[I18n-sig] Re: CJKCodecs 0.9 is released
Hye-Shik Chang
perky@i18n.org
Fri, 20 Jun 2003 05:40:31 +0900
On Wed, Jun 11, 2003 at 10:34:15PM +0200, Martin v. L?wis wrote:
> Hye-Shik Chang <perky@fallin.lv> writes:
[snip]
> > 2) CJKCodecs' big5 versus ChineseCodecs' big5-tw
> >
> > CJK Chinese GNU
> > a15a - fffd -
> > a1c3 - fffd -
> > a1c5 - fffd -
> > a1fe - fffd -
> > a240 - fffd -
> > a2cc - fffd -
> > a2ce - fffd -
>
> What does that mean? CJK and iconv gives UnicodeError, whereas
> ChineseCodecs puts in the replacement character? Seems like a bug in
> ChineseCodecs to me, doesn't it? The replacement character should only
> be generated if errors='replace', no?
According Unicode.org's mapping:
] A number of characters are not currently mapped because
] of conflicts with other mappings. They are as follows:
]
] BIG5 Description Comments
]
] 0xA15A SPACING UNDERSCORE duplicates A1C4
] 0xA1C3 SPACING HEAVY OVERSCORE not in Unicode
] 0xA1C5 SPACING HEAVY UNDERSCORE not in Unicode
] 0xA1FE LT DIAG UP RIGHT TO LOW LEFT duplicates A2AC
] 0xA240 LT DIAG UP LEFT TO LOW RIGHT duplicates A2AD
] 0xA2CC HANGZHOU NUMERAL TEN conflicts with A451 mapping
] 0xA2CE HANGZHOU NUMERAL THIRTY conflicts with A4CA mapping
]
] We currently map all of these characters to U+FFFD REPLACEMENT CHARACTER.

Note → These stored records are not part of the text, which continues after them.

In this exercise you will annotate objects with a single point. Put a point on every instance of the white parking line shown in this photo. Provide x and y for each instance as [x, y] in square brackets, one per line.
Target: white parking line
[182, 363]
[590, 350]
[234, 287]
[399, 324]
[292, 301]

] It is also possible to map these characters to their duplicates, or to
] the user zone.
So, I changed mapping for them to as cp950 does instead of U+FFFD or
user-defined area. I think that's affordable.
BIG5 Unicode Description
0xA15A 0x2574 SPACING UNDERSCORE
0xA1C3 0xFFE3 SPACING HEAVY OVERSCORE
0xA1C5 0x02CD SPACING HEAVY UNDERSCORE
0xA1FE 0xFF0F LT DIAG UP RIGHT TO LOW LEFT
0xA240 0xFF3C LT DIAG UP LEFT TO LOW RIGHT
0xA2CC 0x5341 HANGZHOU NUMERAL TEN
0xA2CE 0x5345 HANGZHOU NUMERAL THIRTY
>
> > 3) CJKCodecs' euc-jp versus JapaneseCodecs' euc-jp
> >
> > CJK Japanese GNU
> > 01c0 005c ff3c ff3c
>
> That appears to be a bug in CJK, right? This is the question whether
> /xa1/xc0 is REVERSE SOLIDUS or FULLWIDTH REVERSE SOLIDUS. Now, it
> appears that euc-jp also supports /x5c, mapped to REVERSE SOLIDUS,
> and that /xa1/xc0 should be interpreted as FULLWIDTH REVERSE SOLIDUS,
> no?
Right. That makes sense.
>
> In case of doubt, I think ICU should be consulted for reference, as
> well, and following some kind of majority. In any case, I think the
> questionable mappings need to be documented.
>
> > f5a1 e000 - e000 -+ User-Defined Area
> > f5a2 e001 - e001 |
> > .... |
> > fefd e3aa - e3aa |
> > fefe e3ab - e3ab -+
>
> What are these? I cannot find them in glibc.
Quoting Ken Lunde's CJKV Information Processing p.206 table 4-66:
] Table 4-66: Shift-JIS to Unicode and EUC-JP for User-Defined Region
]
] Shift-JIS Unicode EUC-JP
] F040-F0FC E000-E0BB F5A1-F5FE, F6A1-F6FE
] F140-F1FC E0BC-E177 F7A1-F7FE, F8A1-F8FE
] F240-F2FC E178-E233 F9A1-F9FE, FAA1-FAFE
] --snip--
] F940-F9FC E69C-E757 8FFDA1-8FFDFE, 8FFEA1-8FFEFE
>
> > 4) CJKCodecs' shift-jis versus JapaneseCodecs' shift-jis
> >
> > CJK Japanese GNU
> > 005c 00a5 005c 00a5
>
> Here, I would trust GNU iconv; 5C really is YEN SIGN.
>
> > 007e 203e 007e 203e
>
> Likewise for OVERLINE - is there really no TILDE in shift-jis?
:)
>
> > 007f - 007f 007f
>
> Why that?
That's a bug of CJK. fixed.
>
> > 815f 005c ff3c ff3c
>
> Again: Why that? Shouldn't /x81/x5f be FULLWIDTH REVERSE SOLIDUS?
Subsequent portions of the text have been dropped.